The attacks are part of the insurgency's strategy of targeting Afghan government and security officials, and raise questions about Afghan security forces' ability to take on the Taliban by themselves after NATO withdraws its combat forces.
The U.S.-led coalition has said it has made significant gains in curtailing the Taliban's strength.
The coalition's push in the south of the country, the Taliban's traditional stronghold, has to a degree lessened the violence. But it has also pushed them to other parts of the country where attacks had been less common.
In the eastern province of Nangarhar's Behsud district, a combined Afghan and NATO force killed one Afghan and wounded another during an operation targeting a Taliban facilitator who provided logistical support and weapons to insurgents in the area, NATO said in a statement Monday. Two suspected insurgents were detained. The statement didn't make clear whether the man killed was a suspected insurgent.

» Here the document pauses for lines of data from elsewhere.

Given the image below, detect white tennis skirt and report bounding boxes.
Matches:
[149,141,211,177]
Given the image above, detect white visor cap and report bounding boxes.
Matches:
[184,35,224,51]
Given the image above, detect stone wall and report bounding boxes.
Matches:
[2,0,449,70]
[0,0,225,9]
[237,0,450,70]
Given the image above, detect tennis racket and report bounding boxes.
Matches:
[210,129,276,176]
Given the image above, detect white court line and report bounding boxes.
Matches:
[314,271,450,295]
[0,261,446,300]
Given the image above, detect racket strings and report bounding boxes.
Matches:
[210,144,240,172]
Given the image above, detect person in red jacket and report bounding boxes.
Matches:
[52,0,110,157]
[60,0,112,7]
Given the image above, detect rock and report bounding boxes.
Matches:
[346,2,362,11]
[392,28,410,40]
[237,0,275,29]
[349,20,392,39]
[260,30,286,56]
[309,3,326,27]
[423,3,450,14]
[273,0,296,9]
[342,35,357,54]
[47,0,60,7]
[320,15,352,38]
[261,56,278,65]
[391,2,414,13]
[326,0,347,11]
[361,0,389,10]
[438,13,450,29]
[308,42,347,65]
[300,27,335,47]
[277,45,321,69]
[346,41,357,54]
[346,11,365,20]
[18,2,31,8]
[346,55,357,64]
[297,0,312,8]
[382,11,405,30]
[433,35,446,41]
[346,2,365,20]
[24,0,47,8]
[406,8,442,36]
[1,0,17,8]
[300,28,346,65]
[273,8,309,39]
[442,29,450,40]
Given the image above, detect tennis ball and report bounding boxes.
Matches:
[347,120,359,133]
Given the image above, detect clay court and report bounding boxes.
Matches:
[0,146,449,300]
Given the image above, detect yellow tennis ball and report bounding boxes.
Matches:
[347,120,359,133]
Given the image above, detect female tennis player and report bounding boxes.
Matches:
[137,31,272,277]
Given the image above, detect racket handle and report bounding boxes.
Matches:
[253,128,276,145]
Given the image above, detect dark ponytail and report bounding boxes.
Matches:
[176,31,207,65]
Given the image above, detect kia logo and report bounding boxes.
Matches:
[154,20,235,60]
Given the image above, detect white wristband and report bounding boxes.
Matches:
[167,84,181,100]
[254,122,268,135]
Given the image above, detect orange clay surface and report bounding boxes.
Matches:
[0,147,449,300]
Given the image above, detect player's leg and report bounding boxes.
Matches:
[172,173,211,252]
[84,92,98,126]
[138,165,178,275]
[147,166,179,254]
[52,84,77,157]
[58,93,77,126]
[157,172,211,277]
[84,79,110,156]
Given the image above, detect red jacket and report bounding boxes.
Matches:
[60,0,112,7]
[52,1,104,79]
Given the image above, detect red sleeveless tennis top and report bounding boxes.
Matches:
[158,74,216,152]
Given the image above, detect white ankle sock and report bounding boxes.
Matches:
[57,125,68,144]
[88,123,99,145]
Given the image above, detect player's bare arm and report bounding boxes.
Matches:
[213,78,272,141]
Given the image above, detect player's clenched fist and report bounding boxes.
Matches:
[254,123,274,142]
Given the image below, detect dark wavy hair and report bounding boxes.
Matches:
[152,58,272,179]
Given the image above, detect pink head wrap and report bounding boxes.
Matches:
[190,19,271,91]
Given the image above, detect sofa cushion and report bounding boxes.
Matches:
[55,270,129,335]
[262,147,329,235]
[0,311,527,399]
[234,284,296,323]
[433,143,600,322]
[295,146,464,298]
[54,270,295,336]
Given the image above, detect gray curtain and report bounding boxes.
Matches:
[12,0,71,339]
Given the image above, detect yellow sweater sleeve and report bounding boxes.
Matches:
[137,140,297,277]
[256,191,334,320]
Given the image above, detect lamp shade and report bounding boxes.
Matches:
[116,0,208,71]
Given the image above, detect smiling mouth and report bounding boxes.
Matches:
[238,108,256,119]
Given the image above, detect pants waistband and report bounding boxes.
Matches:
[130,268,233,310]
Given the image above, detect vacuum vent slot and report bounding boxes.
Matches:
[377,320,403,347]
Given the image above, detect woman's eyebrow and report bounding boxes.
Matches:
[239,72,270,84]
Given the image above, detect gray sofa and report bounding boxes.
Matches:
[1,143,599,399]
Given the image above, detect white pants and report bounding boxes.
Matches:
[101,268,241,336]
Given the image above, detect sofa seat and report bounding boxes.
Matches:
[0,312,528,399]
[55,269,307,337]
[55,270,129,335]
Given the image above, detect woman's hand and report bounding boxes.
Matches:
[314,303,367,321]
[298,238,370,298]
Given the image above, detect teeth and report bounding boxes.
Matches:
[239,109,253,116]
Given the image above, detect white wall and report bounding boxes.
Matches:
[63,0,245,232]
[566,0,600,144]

Afghanistan's eastern border with Pakistan is a particular source of concern for NATO. The area is rife with militant activity, including the al Qaeda and Taliban-linked Haqqani network that operates from what Afghan and coalition officials say are safe havens in Pakistan.
Also in the east, NATO said an Afghan male was shot dead by a joint coalition-Afghan force after he failed to comply with orders and "displayed hostile intent toward the security force." The incident occurred as the troops were searching for a Haqqani facilitator in Badakshan province's Argo district, NATO said.